In 1986 the two Japanese Yasuhiro Matsumura and Hiroshi Maeda first described the EPR effect. In several series of experiments , they marked various proteins of different molar masses, from 12 to 160 kDa, with 51 Cr . In terms of proteins, they used ovomucin (M = 29,000 g mol −1 ), bovine albumin (M = 69,000 g mol −1 ) and murine immunoglobulin G (M = 160,000 g mol −1 ), as well as the semi-synthetic SMANCS ( M = 16,000 g mol −1 ). They were able to determine significant accumulations of these peptides in the tumor tissue of mice with tumors. In these first experiments, the concentration in the tumor was up to five times higher than the concentration in the blood. SMANCS, a styrene-maleic acid copolymer to which the active ingredient neocarcinostatin chromophore (NCS) is conjugated, was first synthesized by Maeda a few years earlier as a cytostatic agent . For this conjugate, Matsumura and Maeda found 19 hours after application a concentration in the tumors that was 3.2 times higher (based on the blood concentration), while for the non-conjugated active substance NCS they found a molar mass of 659.6 g mol - 1 could not even reach a factor of 1 in previous experiments.

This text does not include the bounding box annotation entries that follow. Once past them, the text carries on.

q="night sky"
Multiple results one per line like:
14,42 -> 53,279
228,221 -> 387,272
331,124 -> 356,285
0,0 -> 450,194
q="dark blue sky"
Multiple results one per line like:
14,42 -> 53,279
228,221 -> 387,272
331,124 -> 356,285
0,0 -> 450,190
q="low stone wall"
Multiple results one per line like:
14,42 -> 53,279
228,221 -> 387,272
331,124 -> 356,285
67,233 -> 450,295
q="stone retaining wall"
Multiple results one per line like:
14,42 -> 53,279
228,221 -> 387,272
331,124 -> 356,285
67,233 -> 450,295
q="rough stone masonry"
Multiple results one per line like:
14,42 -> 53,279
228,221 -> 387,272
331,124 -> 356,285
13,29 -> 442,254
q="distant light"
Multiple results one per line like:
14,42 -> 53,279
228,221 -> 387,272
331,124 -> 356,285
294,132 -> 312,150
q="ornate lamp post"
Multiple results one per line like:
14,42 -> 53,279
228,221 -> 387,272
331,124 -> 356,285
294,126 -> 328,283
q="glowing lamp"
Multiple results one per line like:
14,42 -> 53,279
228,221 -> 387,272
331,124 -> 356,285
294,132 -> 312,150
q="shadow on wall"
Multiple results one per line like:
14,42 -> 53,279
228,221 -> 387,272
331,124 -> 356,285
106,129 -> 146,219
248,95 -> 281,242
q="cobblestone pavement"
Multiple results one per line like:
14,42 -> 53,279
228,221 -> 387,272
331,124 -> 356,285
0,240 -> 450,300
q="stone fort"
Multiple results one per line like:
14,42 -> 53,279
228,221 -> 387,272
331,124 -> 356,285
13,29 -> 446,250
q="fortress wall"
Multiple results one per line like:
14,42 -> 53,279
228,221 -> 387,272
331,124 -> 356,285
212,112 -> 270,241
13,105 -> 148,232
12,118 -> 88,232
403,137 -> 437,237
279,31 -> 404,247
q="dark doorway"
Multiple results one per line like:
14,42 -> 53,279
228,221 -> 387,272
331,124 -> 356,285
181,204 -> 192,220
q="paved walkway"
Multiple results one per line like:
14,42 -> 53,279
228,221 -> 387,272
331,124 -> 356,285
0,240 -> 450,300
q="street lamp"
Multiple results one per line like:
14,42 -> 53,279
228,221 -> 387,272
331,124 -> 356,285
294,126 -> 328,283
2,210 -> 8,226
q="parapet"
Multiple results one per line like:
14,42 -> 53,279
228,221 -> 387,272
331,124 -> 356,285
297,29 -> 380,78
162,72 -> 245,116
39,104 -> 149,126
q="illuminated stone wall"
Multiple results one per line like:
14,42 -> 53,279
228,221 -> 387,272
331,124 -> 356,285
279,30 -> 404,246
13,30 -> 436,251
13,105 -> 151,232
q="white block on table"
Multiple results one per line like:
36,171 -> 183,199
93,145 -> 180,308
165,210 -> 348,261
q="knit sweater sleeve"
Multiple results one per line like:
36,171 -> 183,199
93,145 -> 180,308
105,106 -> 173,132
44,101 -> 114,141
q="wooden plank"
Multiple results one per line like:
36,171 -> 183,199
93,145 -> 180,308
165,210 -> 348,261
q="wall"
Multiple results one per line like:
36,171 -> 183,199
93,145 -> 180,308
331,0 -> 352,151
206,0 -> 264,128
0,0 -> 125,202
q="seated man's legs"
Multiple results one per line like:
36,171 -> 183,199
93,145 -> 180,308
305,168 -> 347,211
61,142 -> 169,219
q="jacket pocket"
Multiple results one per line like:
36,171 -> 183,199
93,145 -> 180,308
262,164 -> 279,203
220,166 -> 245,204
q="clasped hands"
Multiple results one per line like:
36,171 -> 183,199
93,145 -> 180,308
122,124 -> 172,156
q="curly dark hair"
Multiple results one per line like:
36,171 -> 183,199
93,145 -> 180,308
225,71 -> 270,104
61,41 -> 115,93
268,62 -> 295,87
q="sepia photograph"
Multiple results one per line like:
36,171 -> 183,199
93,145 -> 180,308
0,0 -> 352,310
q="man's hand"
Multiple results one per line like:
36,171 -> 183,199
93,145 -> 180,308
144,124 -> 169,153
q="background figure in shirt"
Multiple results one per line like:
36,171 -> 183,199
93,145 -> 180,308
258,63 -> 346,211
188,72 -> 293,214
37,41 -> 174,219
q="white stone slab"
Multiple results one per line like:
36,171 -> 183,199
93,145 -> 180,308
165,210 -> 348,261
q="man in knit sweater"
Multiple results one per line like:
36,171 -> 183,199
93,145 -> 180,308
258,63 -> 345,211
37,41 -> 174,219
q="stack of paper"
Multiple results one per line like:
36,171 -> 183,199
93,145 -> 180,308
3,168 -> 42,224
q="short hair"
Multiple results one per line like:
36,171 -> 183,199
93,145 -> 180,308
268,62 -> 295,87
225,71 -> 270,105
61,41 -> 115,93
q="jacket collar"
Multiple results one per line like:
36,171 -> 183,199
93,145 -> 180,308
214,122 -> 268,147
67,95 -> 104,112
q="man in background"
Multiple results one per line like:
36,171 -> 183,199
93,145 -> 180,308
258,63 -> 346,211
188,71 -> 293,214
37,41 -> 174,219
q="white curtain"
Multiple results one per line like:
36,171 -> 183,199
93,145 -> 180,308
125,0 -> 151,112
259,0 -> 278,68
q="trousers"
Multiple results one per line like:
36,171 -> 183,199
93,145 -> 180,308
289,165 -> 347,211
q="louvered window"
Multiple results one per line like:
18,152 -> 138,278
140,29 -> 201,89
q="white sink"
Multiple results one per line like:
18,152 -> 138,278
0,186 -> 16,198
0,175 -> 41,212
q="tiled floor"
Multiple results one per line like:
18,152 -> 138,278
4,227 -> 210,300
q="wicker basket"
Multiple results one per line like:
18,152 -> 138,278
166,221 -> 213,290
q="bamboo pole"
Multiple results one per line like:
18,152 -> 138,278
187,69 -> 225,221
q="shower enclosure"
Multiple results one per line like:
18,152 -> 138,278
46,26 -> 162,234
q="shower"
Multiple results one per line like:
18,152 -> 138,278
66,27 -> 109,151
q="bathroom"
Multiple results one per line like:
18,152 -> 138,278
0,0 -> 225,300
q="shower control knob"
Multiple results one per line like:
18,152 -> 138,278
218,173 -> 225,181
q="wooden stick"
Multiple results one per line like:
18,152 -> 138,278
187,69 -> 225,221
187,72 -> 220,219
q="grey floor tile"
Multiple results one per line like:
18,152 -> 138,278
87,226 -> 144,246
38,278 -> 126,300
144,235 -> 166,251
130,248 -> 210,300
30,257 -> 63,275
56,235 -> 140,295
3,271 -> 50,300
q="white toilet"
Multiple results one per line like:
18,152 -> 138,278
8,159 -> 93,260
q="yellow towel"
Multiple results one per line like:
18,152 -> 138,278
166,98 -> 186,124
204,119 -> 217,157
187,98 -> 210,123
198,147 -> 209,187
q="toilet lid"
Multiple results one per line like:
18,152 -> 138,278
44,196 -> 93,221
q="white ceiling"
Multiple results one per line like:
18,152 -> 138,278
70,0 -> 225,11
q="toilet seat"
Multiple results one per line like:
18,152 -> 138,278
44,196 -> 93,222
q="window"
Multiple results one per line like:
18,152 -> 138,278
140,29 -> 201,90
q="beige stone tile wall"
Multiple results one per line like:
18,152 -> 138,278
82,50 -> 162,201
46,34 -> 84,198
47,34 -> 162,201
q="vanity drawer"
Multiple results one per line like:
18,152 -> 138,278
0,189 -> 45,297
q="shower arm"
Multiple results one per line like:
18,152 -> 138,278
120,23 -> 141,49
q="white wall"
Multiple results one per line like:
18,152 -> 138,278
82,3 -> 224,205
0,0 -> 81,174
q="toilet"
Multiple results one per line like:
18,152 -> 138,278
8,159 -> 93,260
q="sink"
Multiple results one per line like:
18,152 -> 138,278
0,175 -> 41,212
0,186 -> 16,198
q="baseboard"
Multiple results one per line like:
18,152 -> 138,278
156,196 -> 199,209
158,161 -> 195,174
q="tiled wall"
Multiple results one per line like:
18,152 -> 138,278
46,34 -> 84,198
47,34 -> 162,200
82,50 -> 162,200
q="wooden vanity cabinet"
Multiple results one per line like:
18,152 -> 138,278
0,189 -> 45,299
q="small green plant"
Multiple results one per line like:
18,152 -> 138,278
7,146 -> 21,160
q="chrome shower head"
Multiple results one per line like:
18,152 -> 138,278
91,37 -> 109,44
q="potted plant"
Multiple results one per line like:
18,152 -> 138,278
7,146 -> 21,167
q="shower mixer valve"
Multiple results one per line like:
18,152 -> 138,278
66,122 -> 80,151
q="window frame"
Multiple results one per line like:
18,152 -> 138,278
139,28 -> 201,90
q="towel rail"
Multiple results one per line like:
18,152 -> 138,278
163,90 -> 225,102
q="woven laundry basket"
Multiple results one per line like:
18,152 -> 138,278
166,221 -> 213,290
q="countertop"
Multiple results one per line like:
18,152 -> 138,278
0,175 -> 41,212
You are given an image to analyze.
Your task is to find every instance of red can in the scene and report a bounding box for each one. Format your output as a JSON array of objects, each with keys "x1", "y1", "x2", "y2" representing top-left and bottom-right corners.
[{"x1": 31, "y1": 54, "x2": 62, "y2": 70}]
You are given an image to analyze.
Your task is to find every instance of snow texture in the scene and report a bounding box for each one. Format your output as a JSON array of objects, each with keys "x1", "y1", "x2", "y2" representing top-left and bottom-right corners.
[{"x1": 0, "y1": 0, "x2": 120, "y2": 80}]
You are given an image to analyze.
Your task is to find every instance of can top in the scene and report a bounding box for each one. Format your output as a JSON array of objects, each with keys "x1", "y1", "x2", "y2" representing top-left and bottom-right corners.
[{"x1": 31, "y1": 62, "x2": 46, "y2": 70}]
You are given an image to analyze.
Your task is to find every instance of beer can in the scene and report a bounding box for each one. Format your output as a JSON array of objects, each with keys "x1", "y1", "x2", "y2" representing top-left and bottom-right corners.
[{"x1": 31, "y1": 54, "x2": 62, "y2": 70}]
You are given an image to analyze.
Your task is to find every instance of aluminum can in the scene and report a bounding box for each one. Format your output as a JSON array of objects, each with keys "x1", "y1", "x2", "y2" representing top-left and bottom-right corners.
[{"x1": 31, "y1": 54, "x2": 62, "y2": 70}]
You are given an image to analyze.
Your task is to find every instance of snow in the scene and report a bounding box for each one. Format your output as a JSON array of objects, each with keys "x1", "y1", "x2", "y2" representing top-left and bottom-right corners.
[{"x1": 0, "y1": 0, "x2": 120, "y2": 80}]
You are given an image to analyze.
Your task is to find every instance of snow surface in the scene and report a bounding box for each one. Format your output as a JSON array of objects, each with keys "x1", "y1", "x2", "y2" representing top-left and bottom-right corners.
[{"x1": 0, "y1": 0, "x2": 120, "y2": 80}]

With the intra-arterial application of SMANCS via an artery supplying the tumor, Maeda's working group was able to increase the concentration ratio of SMANCS tumor / blood to a factor of 1200. They postulated the a) hypervascularization of the tumors as the cause of the accumulation of proteins in the tumor, b) the increased vascular permeability in tumors previously determined by several other working groups, c) the weak transport of the macromolecules via the capillaries and d) the poorly developed one Lymphatic system in tumors, which also severely restricts the removal of these molecules. The poor development of a lymphatic system in tumors was demonstrated by Maeda's research group in 1984. In healthy tissue, on the other hand, macromolecules and lipids are transported out of the interstitium relatively quickly via the lymphatic system.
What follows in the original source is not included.